His father died when he was in high school, and the loss turned the young Ryan into an introspective, serious student who held odd jobs, joined the Latin and history clubs in school and pored over books by conservative icon Ayn Rand.

"I grew up really fast," he said in a recent New Yorker magazine profile.

In the early 1990s he worked for a Wisconsin senator, then as a speech writer for revered Republican Jack Kemp, who himself was the vice presidential candidate in 1996.

In 1998, at age 28, Ryan was elected to Congress, and rose quickly in the Republican ranks. By 2004, he set about trying to privatize Social Security, the government safety net for retirees, and while his bid stalled, it presaged the caustic debates over entitlement programs that were to follow.

While Ryan is beloved by core conservatives, and his being on the ticket helps assuage their suspicions about Romney and his policy reversals on issues like abortion and gay rights, some experts wonder whether Romney is courting the right voters in an election many say will go down to the wire in November.
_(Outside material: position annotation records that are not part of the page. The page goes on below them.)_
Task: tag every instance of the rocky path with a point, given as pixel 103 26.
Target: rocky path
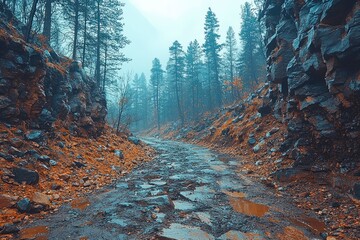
pixel 188 192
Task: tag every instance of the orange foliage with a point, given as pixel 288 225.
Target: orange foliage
pixel 102 167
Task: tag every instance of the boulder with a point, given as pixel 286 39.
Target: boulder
pixel 41 199
pixel 356 190
pixel 35 135
pixel 119 154
pixel 6 201
pixel 24 205
pixel 134 140
pixel 25 175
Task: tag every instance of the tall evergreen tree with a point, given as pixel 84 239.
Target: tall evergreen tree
pixel 156 80
pixel 212 54
pixel 194 64
pixel 176 72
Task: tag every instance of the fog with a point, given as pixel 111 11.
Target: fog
pixel 152 26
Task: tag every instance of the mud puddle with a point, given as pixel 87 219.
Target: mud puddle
pixel 35 233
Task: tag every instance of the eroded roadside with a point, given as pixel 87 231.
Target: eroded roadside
pixel 188 192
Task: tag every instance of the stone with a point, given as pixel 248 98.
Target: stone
pixel 25 175
pixel 79 164
pixel 119 154
pixel 52 162
pixel 9 229
pixel 5 201
pixel 134 140
pixel 61 144
pixel 356 190
pixel 65 177
pixel 35 135
pixel 24 205
pixel 87 184
pixel 16 142
pixel 43 158
pixel 41 199
pixel 225 131
pixel 7 157
pixel 4 102
pixel 287 174
pixel 265 110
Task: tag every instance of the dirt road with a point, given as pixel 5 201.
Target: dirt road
pixel 187 192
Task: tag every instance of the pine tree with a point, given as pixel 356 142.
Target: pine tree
pixel 156 80
pixel 193 71
pixel 176 72
pixel 251 58
pixel 212 54
pixel 230 59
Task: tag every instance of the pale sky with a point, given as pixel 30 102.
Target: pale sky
pixel 153 25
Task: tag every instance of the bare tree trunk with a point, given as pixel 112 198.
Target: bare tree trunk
pixel 85 32
pixel 104 78
pixel 97 68
pixel 31 18
pixel 157 106
pixel 76 30
pixel 13 6
pixel 47 20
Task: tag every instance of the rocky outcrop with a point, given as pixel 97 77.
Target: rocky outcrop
pixel 313 50
pixel 39 87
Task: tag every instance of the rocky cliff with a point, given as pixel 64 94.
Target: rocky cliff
pixel 313 50
pixel 42 89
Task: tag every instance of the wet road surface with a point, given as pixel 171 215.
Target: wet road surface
pixel 187 192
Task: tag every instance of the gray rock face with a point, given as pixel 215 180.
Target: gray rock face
pixel 25 175
pixel 313 50
pixel 39 88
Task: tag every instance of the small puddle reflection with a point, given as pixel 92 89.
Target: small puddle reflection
pixel 235 194
pixel 247 207
pixel 313 224
pixel 183 206
pixel 219 168
pixel 242 205
pixel 80 203
pixel 185 232
pixel 36 233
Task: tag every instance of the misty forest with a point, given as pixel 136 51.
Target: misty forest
pixel 138 119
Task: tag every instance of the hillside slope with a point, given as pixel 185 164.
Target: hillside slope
pixel 54 142
pixel 300 132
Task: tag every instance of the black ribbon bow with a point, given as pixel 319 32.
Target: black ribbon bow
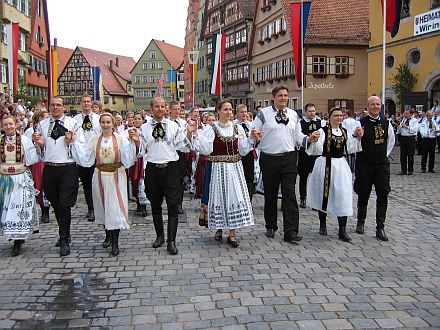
pixel 87 124
pixel 281 117
pixel 158 131
pixel 58 130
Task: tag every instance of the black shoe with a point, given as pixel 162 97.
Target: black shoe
pixel 64 248
pixel 171 247
pixel 380 234
pixel 107 240
pixel 17 247
pixel 159 241
pixel 270 233
pixel 292 238
pixel 91 216
pixel 360 228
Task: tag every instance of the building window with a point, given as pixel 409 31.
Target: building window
pixel 413 57
pixel 406 4
pixel 319 65
pixel 389 61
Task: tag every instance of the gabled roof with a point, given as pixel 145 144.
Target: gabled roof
pixel 342 22
pixel 173 54
pixel 107 63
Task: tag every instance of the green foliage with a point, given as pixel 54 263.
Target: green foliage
pixel 403 81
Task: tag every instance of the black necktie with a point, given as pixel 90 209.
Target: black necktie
pixel 87 124
pixel 281 117
pixel 58 130
pixel 158 131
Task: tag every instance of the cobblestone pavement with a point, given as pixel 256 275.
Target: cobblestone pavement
pixel 321 283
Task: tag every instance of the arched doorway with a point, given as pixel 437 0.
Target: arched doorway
pixel 390 107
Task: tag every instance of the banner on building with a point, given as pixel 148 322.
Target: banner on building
pixel 12 32
pixel 217 58
pixel 300 15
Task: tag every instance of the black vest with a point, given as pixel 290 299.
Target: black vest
pixel 375 141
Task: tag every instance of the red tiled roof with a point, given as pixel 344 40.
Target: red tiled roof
pixel 173 54
pixel 63 57
pixel 342 22
pixel 109 80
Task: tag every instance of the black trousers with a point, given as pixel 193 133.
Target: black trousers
pixel 163 182
pixel 182 173
pixel 278 170
pixel 305 167
pixel 428 150
pixel 369 175
pixel 60 186
pixel 248 163
pixel 407 151
pixel 86 175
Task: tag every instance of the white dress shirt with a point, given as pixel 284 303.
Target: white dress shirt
pixel 56 151
pixel 278 138
pixel 96 127
pixel 162 151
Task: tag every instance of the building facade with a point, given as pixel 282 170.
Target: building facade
pixel 76 80
pixel 15 12
pixel 417 44
pixel 39 43
pixel 150 74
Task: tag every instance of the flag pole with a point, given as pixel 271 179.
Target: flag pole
pixel 384 42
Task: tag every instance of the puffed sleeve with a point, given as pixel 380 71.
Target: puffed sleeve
pixel 203 142
pixel 128 152
pixel 84 153
pixel 30 152
pixel 244 144
pixel 316 148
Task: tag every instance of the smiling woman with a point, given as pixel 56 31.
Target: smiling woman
pixel 137 24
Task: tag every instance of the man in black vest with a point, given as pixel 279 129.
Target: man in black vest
pixel 373 167
pixel 309 124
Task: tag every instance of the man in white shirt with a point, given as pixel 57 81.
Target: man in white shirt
pixel 88 121
pixel 54 137
pixel 278 131
pixel 161 138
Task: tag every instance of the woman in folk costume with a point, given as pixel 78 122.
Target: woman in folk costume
pixel 330 185
pixel 37 169
pixel 229 206
pixel 136 173
pixel 112 154
pixel 18 209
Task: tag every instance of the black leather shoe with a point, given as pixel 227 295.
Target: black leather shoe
pixel 380 234
pixel 91 216
pixel 171 247
pixel 292 238
pixel 270 233
pixel 159 241
pixel 64 249
pixel 360 228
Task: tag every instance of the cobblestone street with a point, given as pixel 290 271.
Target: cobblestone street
pixel 322 283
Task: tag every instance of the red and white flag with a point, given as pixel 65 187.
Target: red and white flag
pixel 12 31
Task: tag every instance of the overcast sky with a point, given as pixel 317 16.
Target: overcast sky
pixel 110 25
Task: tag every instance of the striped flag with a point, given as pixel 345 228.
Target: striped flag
pixel 97 83
pixel 218 52
pixel 12 32
pixel 172 78
pixel 394 8
pixel 52 68
pixel 298 34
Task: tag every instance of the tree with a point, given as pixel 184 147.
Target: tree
pixel 403 81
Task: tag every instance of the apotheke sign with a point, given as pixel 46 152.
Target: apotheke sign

"Romney's got to focus on winning over the swing voters in key states, and I don't think Paul Ryan will help in any way," said politics professor Alan Abramowitz of Emory University.

There is also concern that picking Ryan plucks him out of the House, where he has enjoyed vast influence molding the Republican agenda, and would place him in a Romney White House where he'd have to fall in line with his boss's pragmatism rather than focus on his own sweeping fiscal plans.